2.1. Point cloud to pseudo image

        ​​​​To apply the 2D convolutional architecture, we first convert the point cloud into a pseudo image.

        We use l to represent a point in the point cloud with coordinates x, y, z and reflectance r. As a first step, the point cloud is discretized into a uniformly spaced grid in the x-y plane, creating a set of pillars P and |P| = b. Note that no hyperparameters are needed to control binning in the z dimension. The points in each bar are then increased by xc, yc, zc, xp and yp, where the c subscript represents the distance to the arithmetic mean of all points in the bar and the p subscript represents the offset from the center of the bar x, y . Enhanced lidar point l is now D = 9 dimensions.

        Due to the sparseness of the point cloud, most of this group of pillars are empty, while non-empty pillars generally have only a few points. For example, in a 0.162 m2 bin, a point cloud from an HDL-64E Velodyne lidar has 6k-9k non-empty columns, a range typically used for KITTI, with a sparsity of 97%. This sparsity is exploited by imposing constraints on the number of non-empty bins per sample (P) and the number of points per bin (N) to create a dense tensor of size (D, P, N). If a sample or bin contains too much data to fit into this tensor, the data will be randomly sampled. Conversely, if a sample or column has too little data to fill the tensor, zero padding is applied.
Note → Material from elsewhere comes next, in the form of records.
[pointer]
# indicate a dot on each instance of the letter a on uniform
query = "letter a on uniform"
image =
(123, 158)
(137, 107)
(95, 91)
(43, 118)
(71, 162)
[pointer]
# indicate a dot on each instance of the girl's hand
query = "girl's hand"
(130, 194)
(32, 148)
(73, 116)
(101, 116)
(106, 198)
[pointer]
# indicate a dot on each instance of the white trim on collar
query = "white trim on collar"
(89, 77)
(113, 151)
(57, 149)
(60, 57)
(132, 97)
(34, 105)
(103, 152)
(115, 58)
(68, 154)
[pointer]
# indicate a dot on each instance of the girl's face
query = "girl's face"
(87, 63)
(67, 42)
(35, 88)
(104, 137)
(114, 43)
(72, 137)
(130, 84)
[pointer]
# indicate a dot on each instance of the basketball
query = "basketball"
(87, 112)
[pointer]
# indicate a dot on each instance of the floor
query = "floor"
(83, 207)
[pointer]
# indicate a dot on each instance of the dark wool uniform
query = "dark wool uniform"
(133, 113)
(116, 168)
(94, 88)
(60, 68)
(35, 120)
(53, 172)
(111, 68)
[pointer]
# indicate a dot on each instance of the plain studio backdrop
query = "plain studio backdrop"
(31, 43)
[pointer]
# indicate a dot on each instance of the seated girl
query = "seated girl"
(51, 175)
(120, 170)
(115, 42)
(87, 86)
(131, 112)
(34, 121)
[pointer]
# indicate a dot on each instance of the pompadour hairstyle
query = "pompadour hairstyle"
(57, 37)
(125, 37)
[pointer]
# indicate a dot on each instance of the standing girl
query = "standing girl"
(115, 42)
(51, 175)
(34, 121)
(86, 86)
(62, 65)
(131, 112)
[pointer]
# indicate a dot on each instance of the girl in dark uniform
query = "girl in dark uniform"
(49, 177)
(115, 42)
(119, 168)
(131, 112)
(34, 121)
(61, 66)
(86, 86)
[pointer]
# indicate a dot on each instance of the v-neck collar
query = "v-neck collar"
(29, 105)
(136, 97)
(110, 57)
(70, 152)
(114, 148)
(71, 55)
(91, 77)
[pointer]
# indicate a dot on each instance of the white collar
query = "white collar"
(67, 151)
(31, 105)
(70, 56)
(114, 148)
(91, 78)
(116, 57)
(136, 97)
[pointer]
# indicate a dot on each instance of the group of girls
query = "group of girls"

        Next, we use a simplified version of PointNet, where for each point, a linear layer is applied, followed by BatchNorm [10] and ReLU [19], to generate (C, P, N) sized tensors. Next is a max operation on the channel to create an output tensor of size (C, P). Note that linear layers can be represented as 1x1 convolutions on tensors, allowing for very efficient computation.

        After encoding, features are dispersed to the original pillar locations to create pseudo-images of size (C, H, W), where H and W represent the height and width of the canvas.

2.2.Backbone

        We use a backbone similar to [31], whose structure is shown in Figure 2. The backbone network has two sub-networks: a top-down network that generates features at increasingly smaller spatial resolutions, and another network that performs top-down feature upsampling and concatenation. The top-down backbone can be described by a series of blocks Block (S, L, F). Each block is run with a stride S (measured relative to the original input pseudo-image). A block has L 3x3 2D convi-layers and F output channels, each channel is followed by BatchNorm and a ReLU. The first convolution within the layer has stride S/Sin to ensure that the block operates on stride S after receiving an input block of stride Sin. All subsequent convolutions in the block have stride 1.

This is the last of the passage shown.